I was floored at her admission. I had felt guilt for eleven years over the fact that I felt the loss of my virginity wasn't 100% consensual, that she used meeting my family as a cudgel to get laid, that our breakup was because I wanted to wait until I was ready to have relations on a regular basis. I went through all of this anguish for her to forget that we even did it!? She mercifully changed the topic though soon I would find out how she could forget.
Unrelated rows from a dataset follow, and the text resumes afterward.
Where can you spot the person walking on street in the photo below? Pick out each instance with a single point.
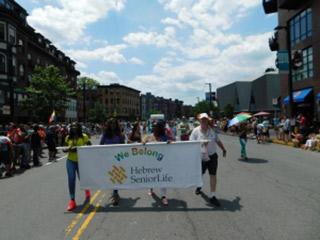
(243, 139)
(75, 139)
(113, 135)
(209, 154)
(36, 146)
(159, 135)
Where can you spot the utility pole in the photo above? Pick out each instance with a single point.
(210, 98)
(84, 100)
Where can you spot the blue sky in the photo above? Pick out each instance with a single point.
(170, 48)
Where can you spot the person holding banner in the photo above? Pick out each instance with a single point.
(159, 135)
(75, 139)
(112, 135)
(209, 155)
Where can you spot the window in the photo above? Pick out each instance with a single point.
(306, 71)
(3, 60)
(12, 35)
(3, 35)
(2, 97)
(301, 26)
(21, 70)
(14, 65)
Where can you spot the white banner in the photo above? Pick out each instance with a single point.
(135, 166)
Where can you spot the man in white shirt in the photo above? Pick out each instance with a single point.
(209, 154)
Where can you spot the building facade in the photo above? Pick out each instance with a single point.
(261, 94)
(21, 49)
(120, 101)
(298, 35)
(151, 104)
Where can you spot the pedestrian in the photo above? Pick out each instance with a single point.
(158, 135)
(76, 138)
(6, 154)
(242, 131)
(113, 135)
(209, 156)
(51, 141)
(36, 146)
(135, 135)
"I'm not doing good," Courtney said. "I had another mental breakdown a little bit after I moved back home from Michigan." I remembered the incident in San Antonio so many years earlier and how that ended her days as a cytotechnologist.
"After the breakdown, I lost my nursing license, then Greg and I broke up because I wanted kids and he didn't want them and wouldn't budge. Then my brother committed suicide," Courtney continued. My heart broke on the last statement, remembering how her father's life ended under similar circumstances. "I can't work, I'm hoping to get on disability, and I've earned and wasted two degrees now. I'm 35, my mom pays my rent, and if it wasn't for me being all she has left I would probably kill myself too."
I apologized for her abysmal string of luck, yet deep down inside felt that I had dodged a massive bullet. I don't know how I would have dealt with this as a husband, especially given the shaky reasons I would have had to marry her. While she probably would have fulfilled her goal of having kids, there are tons of opportunities that got to pursue thanks to our relationship going south. In an odd and somewhat gallows way, Courtney ditching me was just what I needed to grow as a person. We spoke for a time until she deleted her presence on social media at which point I realized that I could finally move on from any regrets that I had.
Sometimes we need certain people in our lives to help us grow as a person. As much as things between Courtney and I were unstable, I needed her to get over the idealization of relationships I had. While she has had awful life luck and I feel for her as such, at least I've been somewhat successful in my life, maintaining a successful marriage and bouncing back from personal and professional instability. I hope she reaches the same sort of peace sooner than later.